Empirical evidence is being found on the impact of an innovative professional development (PD) model on teacher development and student learning, based on “supported teacher collaborative inquiry.” The effect of administrative and other contextual supports and constraints will explicitly connect findings to participant settings. The sustainability of the model is being assessed for an additional two years after the completion of the targeted PD project.

Context: Professional Development Model

Partnership for Reform in Secondary Science and Mathematics (PRiSSM) began in Summer 2004 with 45 Lead Teachers from 22 schools across 6 districts. Mathematics and science teachers from related middle and high schools were supported in forming cross-district, cross-disciplinary professional learning communities (PLCs). The PLCs first began to develop a common vision of high quality teaching and learning, then collaboratively developed and pursued an inquiry question focused on instructional practice. The inquiry continued through the academic year, with logistical and intellectual support provided by a facilitator. In 2005-06, 100 “Expanded Team” teachers joined PRiSSM to establish school-based PLCs, led by the Lead Teachers, and again supported by PRiSSM facilitators. The majority of these teacher groups conducted collaborative inquiry for the final two years of the project.
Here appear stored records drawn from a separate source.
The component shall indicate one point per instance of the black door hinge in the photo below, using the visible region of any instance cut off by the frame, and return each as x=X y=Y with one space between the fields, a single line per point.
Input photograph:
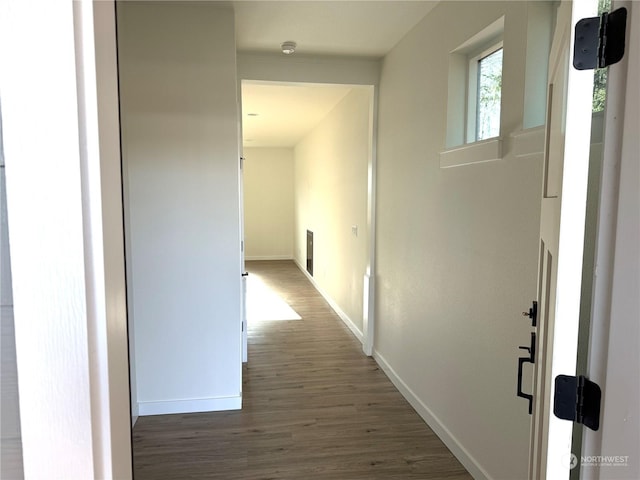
x=577 y=399
x=600 y=41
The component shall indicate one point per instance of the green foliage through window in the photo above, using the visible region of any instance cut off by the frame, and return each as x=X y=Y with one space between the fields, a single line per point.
x=489 y=95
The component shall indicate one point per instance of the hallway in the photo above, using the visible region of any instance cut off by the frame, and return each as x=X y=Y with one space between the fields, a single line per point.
x=313 y=407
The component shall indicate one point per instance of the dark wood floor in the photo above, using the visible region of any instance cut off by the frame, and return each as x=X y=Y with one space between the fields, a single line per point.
x=313 y=407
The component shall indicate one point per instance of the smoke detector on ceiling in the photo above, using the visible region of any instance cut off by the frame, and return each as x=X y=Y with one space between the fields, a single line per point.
x=288 y=47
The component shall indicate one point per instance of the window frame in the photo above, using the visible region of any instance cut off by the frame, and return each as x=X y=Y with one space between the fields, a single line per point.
x=473 y=80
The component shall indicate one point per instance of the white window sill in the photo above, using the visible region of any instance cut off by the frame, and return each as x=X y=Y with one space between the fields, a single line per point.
x=478 y=152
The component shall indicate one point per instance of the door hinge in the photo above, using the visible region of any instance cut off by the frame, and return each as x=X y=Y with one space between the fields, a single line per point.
x=532 y=313
x=577 y=399
x=600 y=41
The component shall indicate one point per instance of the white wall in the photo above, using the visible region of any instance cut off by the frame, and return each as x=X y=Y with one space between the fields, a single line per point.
x=180 y=147
x=331 y=197
x=268 y=203
x=65 y=229
x=10 y=438
x=457 y=247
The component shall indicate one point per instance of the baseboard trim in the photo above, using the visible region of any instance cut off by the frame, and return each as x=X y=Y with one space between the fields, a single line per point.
x=268 y=257
x=215 y=404
x=336 y=308
x=452 y=443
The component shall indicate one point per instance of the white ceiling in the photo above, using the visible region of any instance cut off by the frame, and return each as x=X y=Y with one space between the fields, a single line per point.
x=286 y=113
x=331 y=27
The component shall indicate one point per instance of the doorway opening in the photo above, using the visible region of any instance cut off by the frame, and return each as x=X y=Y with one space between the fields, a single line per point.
x=307 y=179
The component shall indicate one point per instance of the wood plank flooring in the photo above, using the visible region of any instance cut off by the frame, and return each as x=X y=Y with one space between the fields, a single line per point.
x=314 y=406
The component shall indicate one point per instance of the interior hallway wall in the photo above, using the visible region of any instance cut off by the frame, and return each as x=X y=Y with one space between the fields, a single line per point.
x=180 y=151
x=457 y=248
x=331 y=165
x=10 y=438
x=268 y=203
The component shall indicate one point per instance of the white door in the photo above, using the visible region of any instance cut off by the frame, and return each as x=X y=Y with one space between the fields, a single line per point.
x=613 y=452
x=561 y=240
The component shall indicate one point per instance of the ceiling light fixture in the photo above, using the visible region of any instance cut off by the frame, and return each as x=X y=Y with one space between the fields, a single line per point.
x=288 y=47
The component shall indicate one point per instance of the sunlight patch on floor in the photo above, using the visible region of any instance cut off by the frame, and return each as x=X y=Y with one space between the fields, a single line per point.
x=264 y=304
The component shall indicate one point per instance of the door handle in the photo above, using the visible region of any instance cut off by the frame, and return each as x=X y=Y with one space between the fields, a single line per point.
x=521 y=362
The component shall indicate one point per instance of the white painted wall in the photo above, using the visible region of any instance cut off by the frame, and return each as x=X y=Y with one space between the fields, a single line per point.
x=268 y=203
x=65 y=230
x=180 y=146
x=10 y=438
x=331 y=166
x=457 y=247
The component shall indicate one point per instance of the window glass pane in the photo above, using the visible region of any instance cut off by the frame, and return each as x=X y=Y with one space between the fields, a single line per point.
x=489 y=92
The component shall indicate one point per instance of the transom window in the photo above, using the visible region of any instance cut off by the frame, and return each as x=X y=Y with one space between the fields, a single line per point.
x=484 y=94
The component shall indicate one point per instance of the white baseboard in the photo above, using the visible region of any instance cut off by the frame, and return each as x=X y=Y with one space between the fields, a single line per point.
x=195 y=405
x=135 y=413
x=343 y=316
x=268 y=257
x=470 y=463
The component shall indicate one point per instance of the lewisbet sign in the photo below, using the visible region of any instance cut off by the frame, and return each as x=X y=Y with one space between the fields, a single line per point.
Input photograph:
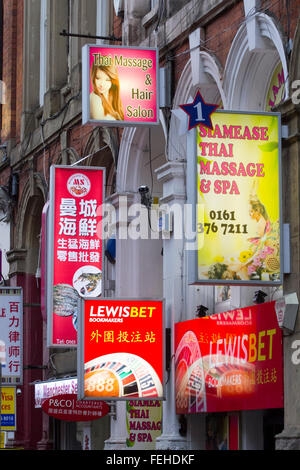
x=229 y=361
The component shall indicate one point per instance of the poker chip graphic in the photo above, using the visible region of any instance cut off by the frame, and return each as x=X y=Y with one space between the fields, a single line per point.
x=189 y=377
x=121 y=375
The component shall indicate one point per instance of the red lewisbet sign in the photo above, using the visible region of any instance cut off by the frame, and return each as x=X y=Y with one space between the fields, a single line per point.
x=68 y=408
x=229 y=361
x=121 y=349
x=76 y=249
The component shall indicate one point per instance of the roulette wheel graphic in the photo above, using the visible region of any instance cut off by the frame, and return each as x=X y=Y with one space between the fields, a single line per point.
x=121 y=375
x=189 y=376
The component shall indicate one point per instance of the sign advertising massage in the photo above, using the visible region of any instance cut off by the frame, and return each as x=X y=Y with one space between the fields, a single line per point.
x=238 y=194
x=75 y=247
x=11 y=335
x=229 y=361
x=119 y=85
x=121 y=349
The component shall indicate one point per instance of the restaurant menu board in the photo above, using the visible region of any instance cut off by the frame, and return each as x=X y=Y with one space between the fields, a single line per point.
x=229 y=361
x=76 y=248
x=238 y=199
x=121 y=349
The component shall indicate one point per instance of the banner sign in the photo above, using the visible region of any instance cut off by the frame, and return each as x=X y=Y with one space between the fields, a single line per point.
x=75 y=245
x=8 y=408
x=229 y=361
x=44 y=390
x=238 y=196
x=121 y=349
x=144 y=423
x=119 y=85
x=11 y=335
x=67 y=408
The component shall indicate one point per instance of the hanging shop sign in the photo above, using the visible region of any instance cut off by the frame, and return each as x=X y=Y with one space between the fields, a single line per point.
x=75 y=247
x=11 y=335
x=229 y=361
x=121 y=349
x=144 y=423
x=119 y=85
x=67 y=408
x=8 y=408
x=276 y=92
x=235 y=181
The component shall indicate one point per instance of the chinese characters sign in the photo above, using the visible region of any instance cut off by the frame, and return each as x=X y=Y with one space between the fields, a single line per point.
x=229 y=361
x=119 y=85
x=121 y=349
x=76 y=196
x=11 y=335
x=144 y=423
x=238 y=199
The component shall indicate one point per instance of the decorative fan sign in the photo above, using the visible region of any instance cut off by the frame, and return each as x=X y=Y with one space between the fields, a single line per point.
x=67 y=408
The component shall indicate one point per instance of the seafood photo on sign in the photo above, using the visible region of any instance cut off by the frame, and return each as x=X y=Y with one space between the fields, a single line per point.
x=87 y=280
x=65 y=300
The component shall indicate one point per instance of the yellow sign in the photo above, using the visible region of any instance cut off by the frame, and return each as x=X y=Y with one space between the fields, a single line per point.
x=238 y=196
x=8 y=408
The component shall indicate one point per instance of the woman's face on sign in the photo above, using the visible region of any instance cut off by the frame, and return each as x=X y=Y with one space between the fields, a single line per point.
x=102 y=82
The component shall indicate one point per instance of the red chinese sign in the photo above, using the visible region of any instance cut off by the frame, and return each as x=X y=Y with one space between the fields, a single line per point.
x=121 y=353
x=11 y=335
x=68 y=408
x=229 y=361
x=76 y=196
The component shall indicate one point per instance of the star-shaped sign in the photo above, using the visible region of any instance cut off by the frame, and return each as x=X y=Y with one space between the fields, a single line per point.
x=199 y=112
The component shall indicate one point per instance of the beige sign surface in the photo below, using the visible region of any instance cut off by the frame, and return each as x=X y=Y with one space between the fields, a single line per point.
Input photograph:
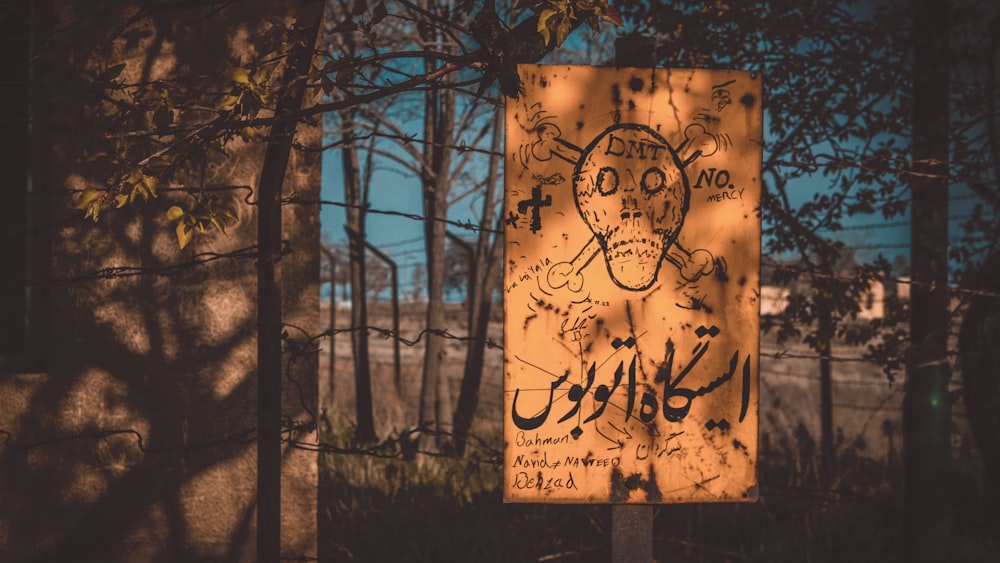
x=632 y=290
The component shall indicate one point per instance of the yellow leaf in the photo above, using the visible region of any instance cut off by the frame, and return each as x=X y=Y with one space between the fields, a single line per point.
x=174 y=213
x=88 y=197
x=229 y=100
x=183 y=235
x=151 y=183
x=218 y=225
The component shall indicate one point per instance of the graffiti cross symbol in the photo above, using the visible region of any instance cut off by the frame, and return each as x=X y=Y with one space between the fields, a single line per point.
x=535 y=203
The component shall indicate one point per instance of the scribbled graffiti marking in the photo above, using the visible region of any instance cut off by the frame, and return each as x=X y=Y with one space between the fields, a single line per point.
x=632 y=191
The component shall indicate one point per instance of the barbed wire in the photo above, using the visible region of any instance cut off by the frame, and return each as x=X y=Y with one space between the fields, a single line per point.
x=897 y=280
x=167 y=270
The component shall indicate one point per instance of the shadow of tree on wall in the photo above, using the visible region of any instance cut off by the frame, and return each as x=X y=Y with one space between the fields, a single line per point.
x=138 y=442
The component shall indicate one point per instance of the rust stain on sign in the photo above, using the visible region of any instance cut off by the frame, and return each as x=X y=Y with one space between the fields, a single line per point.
x=632 y=283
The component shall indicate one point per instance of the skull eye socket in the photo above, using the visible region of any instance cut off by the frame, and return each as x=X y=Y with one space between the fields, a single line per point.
x=653 y=180
x=607 y=180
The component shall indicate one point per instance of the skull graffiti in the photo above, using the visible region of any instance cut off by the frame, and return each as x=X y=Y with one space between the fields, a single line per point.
x=633 y=195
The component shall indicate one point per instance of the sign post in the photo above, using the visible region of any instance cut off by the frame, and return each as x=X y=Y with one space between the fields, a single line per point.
x=632 y=274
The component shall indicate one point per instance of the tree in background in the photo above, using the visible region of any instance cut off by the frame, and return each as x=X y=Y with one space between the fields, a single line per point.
x=848 y=141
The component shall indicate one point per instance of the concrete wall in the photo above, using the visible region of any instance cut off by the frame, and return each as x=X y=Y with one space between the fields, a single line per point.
x=134 y=439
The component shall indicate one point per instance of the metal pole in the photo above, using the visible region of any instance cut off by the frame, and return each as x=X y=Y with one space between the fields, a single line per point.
x=926 y=402
x=331 y=371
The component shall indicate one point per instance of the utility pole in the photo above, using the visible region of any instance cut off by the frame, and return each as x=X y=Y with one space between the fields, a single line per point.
x=269 y=251
x=926 y=404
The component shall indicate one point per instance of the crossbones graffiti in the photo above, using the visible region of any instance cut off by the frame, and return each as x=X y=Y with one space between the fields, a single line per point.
x=631 y=189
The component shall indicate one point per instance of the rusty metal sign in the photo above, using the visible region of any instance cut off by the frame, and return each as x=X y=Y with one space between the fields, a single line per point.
x=632 y=285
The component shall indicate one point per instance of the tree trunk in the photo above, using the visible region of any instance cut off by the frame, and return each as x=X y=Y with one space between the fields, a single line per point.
x=435 y=407
x=356 y=204
x=479 y=302
x=926 y=404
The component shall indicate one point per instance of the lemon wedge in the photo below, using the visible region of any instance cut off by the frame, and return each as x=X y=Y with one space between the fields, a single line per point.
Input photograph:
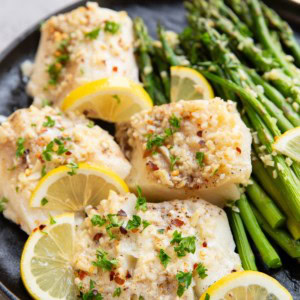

The Research Project: Overview

A situated, sociocultural perspective on teacher learning (Lave, 1991; Rogoff, 1998) serves as a framework for this research on the relationships between the facilitation and work of a professional learning community, teaching practices, the school and district contexts (i.e., systemic affordances), and student learning. The project has the following four broad goals which frame the research questions:

    • Analyze the various paths of development of participating teachers, focused on the relationships between the PD activities and the teachers’ beliefs and instructional practices
    • Investigate the secondary impact of the PD activities on student achievement and learning
    • Contextualize these measures in regard to the various school, district, and state based supports and constraints the participating teachers encounter; synthesize findings through an analysis of the relationships between PLC growth, teacher development, student learning, and the situated contexts in which the teacher groups are embodied
    • Study the sustainability of the supported collaborative inquiry model when the external support is removed

The research design will make use of mixed methods (Creswell, 2003) in an effort to effectively capture the depth and breadth of project activity. The multi-tiered nature of the proposed research project suggests the need for empirical data at varying grain sizes. Case studies will be utilized to provide thicker (Geertz, 1973) and more contextualized understandings of processes and outcomes related to the research questions. The critical dimension of analysis in this study is the professional learning community – how the teachers involved are changed by their participation as well as how the PLC work is facilitated (or not) by project, building, and district level personnel and/or structures, and how the PLC work impacts students’ achievement.